Why does Australia need submarines
German submarines for Australia?
“I wouldn't even trust them to build canoes.” The bitter judgment of Australia's Defense Minister David Johnston was valid last November at the state shipyard Australian Submarine Corporation (ASC). His apology, which he laboriously wrested a few days later, didn't make matters any better: “Unfortunately, in rhetorical exuberance, I vented my anger at the ASC's latest achievements.” In the end, Prime Minister Tony Abbott could no longer hold him.
Johnston is easy to understand. The state shipyard has already cost Australian taxpayers a lot of money. And gradually the ASC drama is also becoming a serious security issue for the whole country. At the end of 2014, the ASC shipyard should have handed over the first of three state-of-the-art anti-aircraft missile destroyers to the Royal Australian Navy. But after almost unbelievable design and manufacturing mishaps, the entire armaments program will now take at least three years longer and cost 1.2 billion Australian dollars more.

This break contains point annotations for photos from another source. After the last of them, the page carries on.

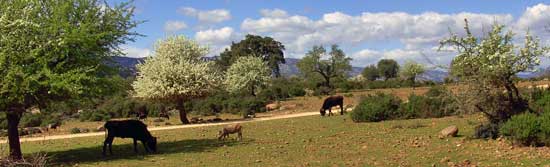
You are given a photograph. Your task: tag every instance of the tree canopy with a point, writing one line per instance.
(371, 73)
(176, 72)
(388, 68)
(56, 50)
(247, 73)
(266, 48)
(317, 64)
(488, 65)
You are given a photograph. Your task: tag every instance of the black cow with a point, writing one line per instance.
(142, 112)
(330, 102)
(129, 129)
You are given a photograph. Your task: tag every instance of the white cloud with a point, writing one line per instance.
(136, 52)
(274, 13)
(216, 39)
(416, 33)
(206, 16)
(173, 26)
(535, 19)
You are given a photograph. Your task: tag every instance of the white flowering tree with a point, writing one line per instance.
(488, 66)
(175, 73)
(247, 74)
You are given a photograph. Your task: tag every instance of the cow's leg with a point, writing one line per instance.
(145, 146)
(108, 141)
(341, 109)
(135, 145)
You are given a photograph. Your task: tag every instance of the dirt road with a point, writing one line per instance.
(54, 137)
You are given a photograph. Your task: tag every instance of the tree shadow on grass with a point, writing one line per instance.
(126, 151)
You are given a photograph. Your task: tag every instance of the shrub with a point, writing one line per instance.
(544, 135)
(487, 131)
(75, 130)
(523, 128)
(374, 108)
(426, 107)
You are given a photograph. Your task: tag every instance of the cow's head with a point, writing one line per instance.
(152, 144)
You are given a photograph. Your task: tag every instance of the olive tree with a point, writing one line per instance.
(488, 66)
(176, 72)
(247, 74)
(318, 65)
(411, 70)
(55, 51)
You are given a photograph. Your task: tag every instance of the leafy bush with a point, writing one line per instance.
(487, 131)
(75, 130)
(374, 108)
(523, 128)
(434, 105)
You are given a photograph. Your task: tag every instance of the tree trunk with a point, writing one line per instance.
(183, 114)
(13, 134)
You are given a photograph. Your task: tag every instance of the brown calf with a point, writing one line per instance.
(230, 129)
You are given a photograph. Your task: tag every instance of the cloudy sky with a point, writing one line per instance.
(366, 30)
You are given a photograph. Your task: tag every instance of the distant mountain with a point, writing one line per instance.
(128, 66)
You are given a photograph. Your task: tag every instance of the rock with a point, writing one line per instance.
(449, 131)
(100, 128)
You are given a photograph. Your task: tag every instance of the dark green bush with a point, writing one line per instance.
(523, 128)
(374, 108)
(487, 131)
(426, 107)
(75, 130)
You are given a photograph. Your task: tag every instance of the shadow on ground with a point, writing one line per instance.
(125, 151)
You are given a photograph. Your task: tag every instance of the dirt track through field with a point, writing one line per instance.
(267, 118)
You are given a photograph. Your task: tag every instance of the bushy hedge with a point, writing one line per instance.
(528, 129)
(374, 108)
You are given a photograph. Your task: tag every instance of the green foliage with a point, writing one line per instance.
(411, 70)
(523, 128)
(55, 50)
(75, 131)
(266, 48)
(388, 68)
(425, 107)
(489, 65)
(321, 68)
(374, 108)
(371, 73)
(248, 74)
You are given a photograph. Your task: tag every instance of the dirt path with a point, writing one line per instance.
(267, 118)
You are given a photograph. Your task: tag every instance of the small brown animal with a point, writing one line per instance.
(231, 129)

A submarine that is not really allowed to dive
The Australian Navy had even more bitter experiences with six Collins-class submarines, also built by ASC. ASC took more time to build a super aircraft carrier for each boat than the Americans. But because apparently practically everything that is important for a submarine - from the periscope to the diesel engines to the emergency drive and the central control electronics - is chronically damaged, only two submarines have rarely been operational. Not even a single one between October 2009 and February 2010. Over time, the boats also get louder and louder and uncomfortably hot inside.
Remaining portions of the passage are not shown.